In November, the narrator turns his attentions to growing a potato crop. He knows that he is unlikely to be successful because California is too warm. To make matters worse, the segregation project becomes difficult when he gets “segregation block.” He and Hominy are digging together and trying to come up with ideas. Hominy suggests concentration camps, but the narrator replies that it’s already “been done.” Hominy then suggests an apartheid system, and then an Indian-style caste system. The narrator appreciates the help, even if none of it is useful.
In this passage, the narrator has an experience similar to writer’s block, but which affects his plans for segregation. This is amusing because it suggests that segregation is a process requiring creative and innovative thinking rather than a straightforward or natural process of separating the races. We might assume that racist acts are a matter of almost instinctual cruelty and hate, but implementing them into policy actually requires concentration and innovation.
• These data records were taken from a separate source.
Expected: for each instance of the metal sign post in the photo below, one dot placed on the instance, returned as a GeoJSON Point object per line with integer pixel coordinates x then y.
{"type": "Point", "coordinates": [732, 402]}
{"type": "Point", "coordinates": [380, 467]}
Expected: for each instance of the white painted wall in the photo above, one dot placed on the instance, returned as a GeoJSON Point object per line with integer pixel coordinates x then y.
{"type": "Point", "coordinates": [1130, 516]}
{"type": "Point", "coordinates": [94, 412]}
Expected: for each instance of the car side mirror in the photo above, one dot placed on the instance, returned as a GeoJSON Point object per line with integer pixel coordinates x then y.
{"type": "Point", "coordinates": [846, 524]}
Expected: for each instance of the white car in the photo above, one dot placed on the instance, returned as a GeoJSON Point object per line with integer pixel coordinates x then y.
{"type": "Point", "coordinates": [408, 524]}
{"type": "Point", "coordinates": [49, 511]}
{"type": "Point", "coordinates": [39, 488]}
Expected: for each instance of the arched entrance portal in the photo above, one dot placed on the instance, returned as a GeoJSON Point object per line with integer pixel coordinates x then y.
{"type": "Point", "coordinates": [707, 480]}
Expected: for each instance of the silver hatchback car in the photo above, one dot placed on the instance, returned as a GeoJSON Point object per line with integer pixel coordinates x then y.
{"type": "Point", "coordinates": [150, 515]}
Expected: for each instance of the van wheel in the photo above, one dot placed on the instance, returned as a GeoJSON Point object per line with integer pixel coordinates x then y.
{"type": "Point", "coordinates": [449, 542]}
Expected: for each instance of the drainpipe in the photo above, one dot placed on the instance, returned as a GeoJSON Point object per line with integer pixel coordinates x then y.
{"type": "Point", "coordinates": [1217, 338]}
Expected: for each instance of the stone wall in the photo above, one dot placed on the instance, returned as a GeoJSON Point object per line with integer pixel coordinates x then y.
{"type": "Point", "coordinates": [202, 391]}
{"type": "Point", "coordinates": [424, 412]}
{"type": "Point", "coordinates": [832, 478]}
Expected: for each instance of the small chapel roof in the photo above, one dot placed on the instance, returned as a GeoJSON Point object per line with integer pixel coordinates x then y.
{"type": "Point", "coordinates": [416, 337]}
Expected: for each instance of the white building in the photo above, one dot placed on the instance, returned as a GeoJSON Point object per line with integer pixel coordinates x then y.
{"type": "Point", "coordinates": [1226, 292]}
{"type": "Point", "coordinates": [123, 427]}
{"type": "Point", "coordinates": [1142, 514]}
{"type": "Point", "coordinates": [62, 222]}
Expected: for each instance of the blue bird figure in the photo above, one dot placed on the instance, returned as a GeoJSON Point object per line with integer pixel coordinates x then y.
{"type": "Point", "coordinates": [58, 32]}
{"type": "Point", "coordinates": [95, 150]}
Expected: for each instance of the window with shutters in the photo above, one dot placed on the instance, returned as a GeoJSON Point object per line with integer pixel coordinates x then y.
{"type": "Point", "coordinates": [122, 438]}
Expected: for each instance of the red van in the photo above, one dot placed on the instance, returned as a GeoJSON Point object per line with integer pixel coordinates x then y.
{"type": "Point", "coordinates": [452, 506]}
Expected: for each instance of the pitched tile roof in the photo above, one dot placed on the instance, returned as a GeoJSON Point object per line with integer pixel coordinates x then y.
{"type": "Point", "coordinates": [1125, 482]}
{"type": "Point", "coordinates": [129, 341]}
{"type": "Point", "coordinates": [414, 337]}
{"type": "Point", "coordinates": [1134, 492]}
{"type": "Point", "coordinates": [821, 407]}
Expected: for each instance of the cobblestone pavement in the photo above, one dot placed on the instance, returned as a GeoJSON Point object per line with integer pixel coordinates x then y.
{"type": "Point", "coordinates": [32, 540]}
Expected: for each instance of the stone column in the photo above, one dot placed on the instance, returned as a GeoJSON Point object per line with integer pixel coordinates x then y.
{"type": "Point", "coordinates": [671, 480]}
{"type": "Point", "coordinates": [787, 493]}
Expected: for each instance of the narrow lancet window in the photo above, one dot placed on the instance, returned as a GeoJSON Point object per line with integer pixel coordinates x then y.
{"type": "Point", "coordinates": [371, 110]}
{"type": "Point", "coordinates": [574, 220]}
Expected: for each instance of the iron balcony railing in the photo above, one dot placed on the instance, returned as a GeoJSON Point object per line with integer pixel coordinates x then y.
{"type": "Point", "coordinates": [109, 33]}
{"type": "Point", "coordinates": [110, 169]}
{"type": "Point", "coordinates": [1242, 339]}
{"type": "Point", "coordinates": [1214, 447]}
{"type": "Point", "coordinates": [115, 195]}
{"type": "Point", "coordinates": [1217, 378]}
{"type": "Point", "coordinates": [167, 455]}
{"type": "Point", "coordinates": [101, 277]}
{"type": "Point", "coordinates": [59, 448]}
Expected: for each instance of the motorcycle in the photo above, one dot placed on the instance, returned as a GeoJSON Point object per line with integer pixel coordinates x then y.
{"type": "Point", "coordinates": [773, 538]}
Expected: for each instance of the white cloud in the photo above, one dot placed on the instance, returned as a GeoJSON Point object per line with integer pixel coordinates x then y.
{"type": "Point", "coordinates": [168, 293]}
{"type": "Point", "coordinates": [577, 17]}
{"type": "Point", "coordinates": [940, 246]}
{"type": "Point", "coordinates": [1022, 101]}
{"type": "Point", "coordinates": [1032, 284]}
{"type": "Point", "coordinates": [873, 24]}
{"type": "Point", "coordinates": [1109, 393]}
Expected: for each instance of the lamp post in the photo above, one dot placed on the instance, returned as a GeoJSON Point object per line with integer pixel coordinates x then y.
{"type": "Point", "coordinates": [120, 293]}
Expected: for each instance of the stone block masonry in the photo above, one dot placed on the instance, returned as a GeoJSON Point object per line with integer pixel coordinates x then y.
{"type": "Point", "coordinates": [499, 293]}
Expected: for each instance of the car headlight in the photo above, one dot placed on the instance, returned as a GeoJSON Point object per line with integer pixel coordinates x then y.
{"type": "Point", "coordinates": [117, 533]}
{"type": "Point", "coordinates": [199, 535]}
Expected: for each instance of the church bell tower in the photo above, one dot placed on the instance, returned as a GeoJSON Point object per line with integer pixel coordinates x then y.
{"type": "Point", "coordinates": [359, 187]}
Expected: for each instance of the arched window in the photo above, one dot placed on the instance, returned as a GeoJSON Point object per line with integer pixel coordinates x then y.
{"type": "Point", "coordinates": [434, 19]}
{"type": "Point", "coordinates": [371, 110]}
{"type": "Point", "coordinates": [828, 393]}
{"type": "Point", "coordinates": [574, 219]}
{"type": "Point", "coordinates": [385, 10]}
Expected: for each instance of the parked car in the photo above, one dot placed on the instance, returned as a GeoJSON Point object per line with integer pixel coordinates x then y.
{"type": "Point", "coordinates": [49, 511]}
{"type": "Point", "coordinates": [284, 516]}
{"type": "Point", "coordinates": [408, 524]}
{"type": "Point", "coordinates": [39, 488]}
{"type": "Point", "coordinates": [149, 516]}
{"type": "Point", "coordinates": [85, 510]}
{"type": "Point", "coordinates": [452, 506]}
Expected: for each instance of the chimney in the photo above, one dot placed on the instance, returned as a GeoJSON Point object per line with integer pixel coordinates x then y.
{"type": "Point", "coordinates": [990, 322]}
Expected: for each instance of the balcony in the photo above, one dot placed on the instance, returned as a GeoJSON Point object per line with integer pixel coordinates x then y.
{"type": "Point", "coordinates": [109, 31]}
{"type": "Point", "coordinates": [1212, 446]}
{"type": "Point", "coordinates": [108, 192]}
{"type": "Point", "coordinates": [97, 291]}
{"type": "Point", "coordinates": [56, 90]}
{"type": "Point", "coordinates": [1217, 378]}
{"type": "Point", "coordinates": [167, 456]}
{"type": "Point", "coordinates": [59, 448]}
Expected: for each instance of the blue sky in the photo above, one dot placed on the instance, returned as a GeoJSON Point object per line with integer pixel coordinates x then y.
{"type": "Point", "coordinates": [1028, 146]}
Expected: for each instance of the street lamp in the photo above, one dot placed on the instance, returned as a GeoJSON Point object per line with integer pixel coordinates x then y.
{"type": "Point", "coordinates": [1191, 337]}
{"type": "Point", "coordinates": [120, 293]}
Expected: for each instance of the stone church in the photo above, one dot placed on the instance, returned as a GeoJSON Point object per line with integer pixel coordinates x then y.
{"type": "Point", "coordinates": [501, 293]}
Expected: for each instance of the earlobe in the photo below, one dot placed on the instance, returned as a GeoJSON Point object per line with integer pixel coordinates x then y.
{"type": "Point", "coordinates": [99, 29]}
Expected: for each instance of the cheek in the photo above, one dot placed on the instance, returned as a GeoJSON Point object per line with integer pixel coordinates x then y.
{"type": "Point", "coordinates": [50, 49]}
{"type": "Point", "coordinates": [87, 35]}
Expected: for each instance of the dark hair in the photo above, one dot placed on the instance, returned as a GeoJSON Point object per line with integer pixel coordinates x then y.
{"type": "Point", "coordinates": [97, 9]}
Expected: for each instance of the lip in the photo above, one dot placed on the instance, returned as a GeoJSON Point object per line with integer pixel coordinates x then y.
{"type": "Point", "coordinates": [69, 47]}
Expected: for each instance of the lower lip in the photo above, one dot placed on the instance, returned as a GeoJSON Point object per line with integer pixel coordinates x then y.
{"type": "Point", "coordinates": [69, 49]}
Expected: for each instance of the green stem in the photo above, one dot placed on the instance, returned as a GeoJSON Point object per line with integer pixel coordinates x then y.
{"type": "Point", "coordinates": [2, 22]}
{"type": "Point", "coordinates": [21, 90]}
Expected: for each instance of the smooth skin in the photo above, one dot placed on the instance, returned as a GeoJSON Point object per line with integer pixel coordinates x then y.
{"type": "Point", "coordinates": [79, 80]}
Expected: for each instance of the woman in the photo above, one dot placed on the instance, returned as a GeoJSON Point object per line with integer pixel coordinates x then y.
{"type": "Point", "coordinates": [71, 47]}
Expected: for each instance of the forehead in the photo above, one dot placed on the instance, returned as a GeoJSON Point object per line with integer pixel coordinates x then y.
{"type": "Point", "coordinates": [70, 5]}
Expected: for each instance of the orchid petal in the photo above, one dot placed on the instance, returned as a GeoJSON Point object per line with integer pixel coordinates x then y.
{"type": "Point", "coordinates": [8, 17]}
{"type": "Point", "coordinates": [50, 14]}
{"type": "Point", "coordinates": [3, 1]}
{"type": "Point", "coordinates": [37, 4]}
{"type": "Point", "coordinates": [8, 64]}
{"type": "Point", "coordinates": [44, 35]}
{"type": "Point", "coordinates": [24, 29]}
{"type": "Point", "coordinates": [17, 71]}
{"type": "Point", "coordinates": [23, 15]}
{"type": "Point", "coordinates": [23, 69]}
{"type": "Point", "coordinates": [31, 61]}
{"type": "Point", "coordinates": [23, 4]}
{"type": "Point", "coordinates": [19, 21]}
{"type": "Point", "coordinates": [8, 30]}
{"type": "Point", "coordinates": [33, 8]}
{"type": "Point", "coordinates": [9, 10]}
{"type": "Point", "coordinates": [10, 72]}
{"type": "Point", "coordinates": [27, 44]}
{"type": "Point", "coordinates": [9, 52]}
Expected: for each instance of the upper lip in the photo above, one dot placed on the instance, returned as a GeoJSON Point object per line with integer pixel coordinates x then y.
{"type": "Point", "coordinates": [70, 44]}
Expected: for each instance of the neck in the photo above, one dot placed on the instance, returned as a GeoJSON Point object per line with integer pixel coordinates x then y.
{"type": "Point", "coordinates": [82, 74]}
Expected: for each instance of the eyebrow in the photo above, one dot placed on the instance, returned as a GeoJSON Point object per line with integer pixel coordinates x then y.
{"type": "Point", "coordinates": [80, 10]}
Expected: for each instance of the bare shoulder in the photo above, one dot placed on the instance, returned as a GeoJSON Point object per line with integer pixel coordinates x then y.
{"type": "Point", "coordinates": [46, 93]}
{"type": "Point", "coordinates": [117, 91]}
While digging, the narrator is careful to avoid the spot where his father is buried. Nothing has grown in that area of land either before or after the narrator’s father’s death. The narrator surveys the land, each section divided by crop. He realizes that as a farmer, he’s a “natural segregationist.” He asks Hominy what day it is, and on learning it’s Sunday tells him that he is going to the meeting of the Dum Dum Donut Intellectuals.
At this point the meaning of this part of the novel, “Apples and Oranges,” becomes clear. The phrase “Apples and Oranges” is often used to denote things that are fundamentally different and therefore incompatible and even incomparable. Just as the narrator separates his fruit crops, so will he attempt to racially separate humans.